Avec sa “Carte noire nommée Désir”, Rébecca Chaillon révèle avec finesse l’ampleur du racisme ordinaire

17 January 2022 | PAR Julia Wahl

Le festival Dire accueillait hier le spectacle de Rébecca Chaillon Carte noire nommée Désir. Un spectacle qui, en mettant en évidence les présupposés racistes de la culture “populaire”, lève le voile sur le racisme ordinaire.

Un monde en noir et blanc

L’espace qui accueille le spectateur est blanc : blanc le plateau, blanc le mobilier et, surprise, blanc le corps de Rébecca Chaillon. L’un des enjeux du spectacle, on le devine, sera d’interroger l’omniprésence de cette blancheur et de “noircir” ce bien pâle plateau.

Le dispositif bi-frontal tient une place de choix dans cette expérience : partant du principe que “la non-mixité est un outil indispensable à l’émancipation des minorisé.é.s”, Rébecca Chaillon oppose à un public majoritairement blanc un parterre de femmes noires. Au cours du spectacle, en effet, une parodie de jeu télévisé proposera aux spectateur.rice.s de deviner qui ou quelles idées sont mimées ou imitées devant elle.ux. Force sera de constater que les femmes noires décodent plus facilement les présupposés racistes de notre culture.

Revisiter la culture “populaire” à l’aune de l’intersectionnalité

La culture dont il est question ici est en grande partie la culture populaire ou, pourrait-on dire, tant elle nous imprègne quelle que soit notre origine sociale, la culture “ordinaire”. Une place de choix est ainsi accordée au café, à travers la fameuse publicité pour la marque Carte noire, mais aussi la chanson de Serge Gainsbourg “Couleur café”, qui allie un regard d’homme à celui du blanc.

Car le regard colonial que subissent les femmes noires est un regard concupiscent et masculin. C’est ce que nous rappelle avec humour un passage consacré aux petites annonces, qui oppose avec finesse les fantasmes hétérosexuels des mâles blancs aux recherches des femmes noires. La collusion entre les désirs des unes et des autres crée alors un comique absurde et joyeux.

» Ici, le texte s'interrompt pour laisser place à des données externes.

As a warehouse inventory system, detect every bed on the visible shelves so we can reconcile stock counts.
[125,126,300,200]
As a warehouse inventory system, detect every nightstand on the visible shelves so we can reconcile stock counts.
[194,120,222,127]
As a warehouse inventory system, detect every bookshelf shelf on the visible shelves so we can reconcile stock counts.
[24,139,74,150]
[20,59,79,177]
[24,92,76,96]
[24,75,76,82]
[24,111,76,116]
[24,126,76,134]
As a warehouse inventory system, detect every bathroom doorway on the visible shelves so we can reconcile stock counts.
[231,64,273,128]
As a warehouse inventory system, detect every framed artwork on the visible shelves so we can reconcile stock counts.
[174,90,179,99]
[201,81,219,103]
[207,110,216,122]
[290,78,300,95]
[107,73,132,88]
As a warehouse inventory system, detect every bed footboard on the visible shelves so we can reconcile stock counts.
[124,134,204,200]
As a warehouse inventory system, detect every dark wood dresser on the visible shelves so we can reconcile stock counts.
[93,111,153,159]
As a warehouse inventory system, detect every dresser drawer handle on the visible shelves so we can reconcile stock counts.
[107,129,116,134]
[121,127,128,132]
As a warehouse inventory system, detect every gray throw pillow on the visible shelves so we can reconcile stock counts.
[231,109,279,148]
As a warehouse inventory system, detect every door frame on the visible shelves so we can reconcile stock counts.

Un autre aspect de ce travail sur les multiples relégations dont sont victimes les femmes noires est bien entendu la relégation sociale : les équipes du jeu télévisé dont nous parlions plus haut seront, pour l’une l’équipe “Cuisine”, l’autre l’équipe “Ménage”. Les nourrices seront aussi présentes, avec un passage qui croque avec justesse l’hypocrisie des couples blancs s’enorgueillissant de confier leur enfant à une femme noire, avec qui il s’entend si bien.

Une esthétique de l’abondance

Les aspects du racisme ordinaire abordés par ce spectacle sont, on l’aura compris, nombreux. Rébecca Chaillon a pour cela recours à une esthétique de l’abondance qui mêle des univers fort divers. La pièce apparaît ainsi comme une succession de tableaux qui guident le spectateur et la spectatrice dans cette visite sans fard de notre société. L’importance de la musique, la rupture du quatrième mur grâce au jeu télévisé participent d’une énergie qui nous emporte.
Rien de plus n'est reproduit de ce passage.